Co do składu to skoro jest Ci on tak bardzo potrzebny wystarczyłoby go porównać z polecanymi na forum suplementami, ale po co, lepiej przecież jak ktoś to zrobi za Ciebie.
Faktycznie O_o' Nie mam pojęcia, czemu na to nie wpadłam. Sesyjne zaćmienie, cholerka. Mea culpa i w pierś się biję i honory zwracam.
Dzięki za odpowiedzi. Sądziłam, że są jakieś ustalone wartości progowe dla supli i na pierwszy rzut oka widać, że jakiś skład jest z kosmosu wzięty. Skoro są takie rozbieżności, a gadziny rosną i pakują na różnych dodatkach, to wynika z tego, że ich zapotrzebowanie nie jest aż tak wysokie, jak mogłoby się wydawać, hm. Dzięki jeszcze raz.

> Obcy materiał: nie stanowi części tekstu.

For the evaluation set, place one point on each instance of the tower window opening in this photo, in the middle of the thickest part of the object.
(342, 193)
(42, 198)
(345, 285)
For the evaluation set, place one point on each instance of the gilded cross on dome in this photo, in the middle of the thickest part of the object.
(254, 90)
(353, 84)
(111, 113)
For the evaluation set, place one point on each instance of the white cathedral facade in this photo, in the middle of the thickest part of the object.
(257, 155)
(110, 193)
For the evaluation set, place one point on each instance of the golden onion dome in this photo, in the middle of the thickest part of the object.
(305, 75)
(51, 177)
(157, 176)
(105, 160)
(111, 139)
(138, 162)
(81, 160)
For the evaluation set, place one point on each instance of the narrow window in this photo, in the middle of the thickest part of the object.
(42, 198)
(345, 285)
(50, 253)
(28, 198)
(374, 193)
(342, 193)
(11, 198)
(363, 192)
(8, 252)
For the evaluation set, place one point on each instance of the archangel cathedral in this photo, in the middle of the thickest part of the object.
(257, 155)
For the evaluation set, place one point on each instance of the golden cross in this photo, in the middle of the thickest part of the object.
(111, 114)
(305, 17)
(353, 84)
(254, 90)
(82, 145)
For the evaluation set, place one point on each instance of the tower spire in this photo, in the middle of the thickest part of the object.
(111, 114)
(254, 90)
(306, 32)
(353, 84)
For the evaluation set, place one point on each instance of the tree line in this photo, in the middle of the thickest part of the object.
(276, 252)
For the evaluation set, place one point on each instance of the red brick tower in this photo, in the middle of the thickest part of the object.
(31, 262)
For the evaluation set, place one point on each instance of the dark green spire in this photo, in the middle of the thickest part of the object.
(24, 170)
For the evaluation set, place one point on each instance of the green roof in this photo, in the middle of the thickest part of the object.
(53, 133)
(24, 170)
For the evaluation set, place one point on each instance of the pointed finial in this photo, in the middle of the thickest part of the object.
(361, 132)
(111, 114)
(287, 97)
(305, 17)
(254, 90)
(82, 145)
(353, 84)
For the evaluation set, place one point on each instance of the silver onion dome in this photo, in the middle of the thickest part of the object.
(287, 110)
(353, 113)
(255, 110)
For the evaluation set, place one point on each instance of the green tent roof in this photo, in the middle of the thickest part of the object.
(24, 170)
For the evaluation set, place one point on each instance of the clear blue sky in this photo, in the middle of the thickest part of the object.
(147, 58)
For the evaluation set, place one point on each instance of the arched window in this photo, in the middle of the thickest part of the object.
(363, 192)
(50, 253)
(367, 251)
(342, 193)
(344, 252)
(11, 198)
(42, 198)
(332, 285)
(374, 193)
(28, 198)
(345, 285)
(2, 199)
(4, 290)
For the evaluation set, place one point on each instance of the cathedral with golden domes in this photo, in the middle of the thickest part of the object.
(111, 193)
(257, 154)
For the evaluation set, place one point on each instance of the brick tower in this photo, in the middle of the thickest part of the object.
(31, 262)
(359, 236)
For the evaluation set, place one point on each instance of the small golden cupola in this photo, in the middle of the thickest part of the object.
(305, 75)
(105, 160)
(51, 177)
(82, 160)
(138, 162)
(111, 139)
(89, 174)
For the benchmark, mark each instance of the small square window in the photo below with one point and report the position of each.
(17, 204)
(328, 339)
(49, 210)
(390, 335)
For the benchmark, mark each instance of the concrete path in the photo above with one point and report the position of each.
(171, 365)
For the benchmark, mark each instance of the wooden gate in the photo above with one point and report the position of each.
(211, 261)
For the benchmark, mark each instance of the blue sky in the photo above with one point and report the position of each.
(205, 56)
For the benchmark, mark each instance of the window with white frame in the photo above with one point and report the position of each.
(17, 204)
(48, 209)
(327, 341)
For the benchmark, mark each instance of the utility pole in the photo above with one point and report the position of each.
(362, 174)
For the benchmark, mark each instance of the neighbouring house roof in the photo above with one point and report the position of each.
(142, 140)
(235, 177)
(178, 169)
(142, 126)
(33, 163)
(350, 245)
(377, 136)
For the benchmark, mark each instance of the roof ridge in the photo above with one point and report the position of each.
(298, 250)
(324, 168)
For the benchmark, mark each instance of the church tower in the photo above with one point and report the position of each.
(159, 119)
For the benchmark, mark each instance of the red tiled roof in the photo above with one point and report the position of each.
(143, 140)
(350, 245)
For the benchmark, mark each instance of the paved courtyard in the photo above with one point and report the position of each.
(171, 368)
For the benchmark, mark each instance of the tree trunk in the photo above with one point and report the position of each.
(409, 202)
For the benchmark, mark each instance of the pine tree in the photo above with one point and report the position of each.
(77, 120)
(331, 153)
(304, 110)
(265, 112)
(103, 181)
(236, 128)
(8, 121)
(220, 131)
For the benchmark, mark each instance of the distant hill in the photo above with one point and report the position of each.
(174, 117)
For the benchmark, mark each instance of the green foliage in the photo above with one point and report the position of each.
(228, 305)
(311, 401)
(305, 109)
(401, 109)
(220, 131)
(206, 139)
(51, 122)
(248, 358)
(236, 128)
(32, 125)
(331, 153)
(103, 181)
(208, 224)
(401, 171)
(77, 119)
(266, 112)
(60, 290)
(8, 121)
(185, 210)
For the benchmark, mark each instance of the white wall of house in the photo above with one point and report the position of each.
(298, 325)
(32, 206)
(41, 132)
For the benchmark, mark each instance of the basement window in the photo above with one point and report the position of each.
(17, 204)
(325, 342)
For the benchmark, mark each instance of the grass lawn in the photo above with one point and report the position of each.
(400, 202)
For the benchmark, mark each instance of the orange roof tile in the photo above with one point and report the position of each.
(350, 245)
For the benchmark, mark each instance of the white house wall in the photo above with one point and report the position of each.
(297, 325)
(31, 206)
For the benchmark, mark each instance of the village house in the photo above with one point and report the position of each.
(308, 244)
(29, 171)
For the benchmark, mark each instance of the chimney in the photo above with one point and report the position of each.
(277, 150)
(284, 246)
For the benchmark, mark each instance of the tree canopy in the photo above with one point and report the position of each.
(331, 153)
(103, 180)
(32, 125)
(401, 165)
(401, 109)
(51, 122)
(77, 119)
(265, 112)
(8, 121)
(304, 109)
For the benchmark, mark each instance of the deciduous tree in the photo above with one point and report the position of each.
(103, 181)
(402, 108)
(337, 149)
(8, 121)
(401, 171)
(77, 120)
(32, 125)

Nie widać tego na zdjęciach, ale w odpowiednich warunkach (półmrok) widać, że skóra w miejscach, gdzie za dzieciaka gekon miał poprzeczne pasy, jest jaśniejsza, szara. To znaczy, że przy odpowiednim świetle gekon jest w prażkowany na tułowiu - żółty, szarobiały, żółty, szarobiały. Widać to wyraźnie wieczorem, ciekawe, że przy normalnym świetle gadzina wygląda na całą żółtą, jedynie na ogonie widać przejasnienia. No i dwie małe białe plamki na kręgosłupie, to wszystko.
Ależ pięknie rośnie moja dziecinka kontaktowałam się w sprawie jej ubarwienia z kilkoma hodowcami, i jest to raczej po prostu Mack Snow Jungle/striped i potencjalnie bardzo dobry materiał genetyczny
Trzymam się tej wersji, że to mack snow, ale byłam ciekawa, czy to da się zweryfikować nie mając takiego info Mack snowy często wyglądają jak classic. Kupiłaś ją jako mack snow, tak? Maluszka, czy podrośniętą? Planuję kupić samca snow/super snow i mam nadzieję na małe mss.
Zastanawiam się, skąd i jakiego wytrzasnąć samca, żeby utrwalić ten świetny pattern.
Bez dramatyzowania.. Po jogurcie nie kipnie przecież. Gazzilion ludzi pozwoliło lampartom posmakować jogurt i jeszcze nie słyszałam o takiej sytuacji, żeby to któremuś zaszkodziło (gadu któremu). Wniosek - nie ma potrzeby wywyższania się Najlepiej chyba po prostu stwierdzić, że gekonom jogurty do szczęscia potrzebne nie są.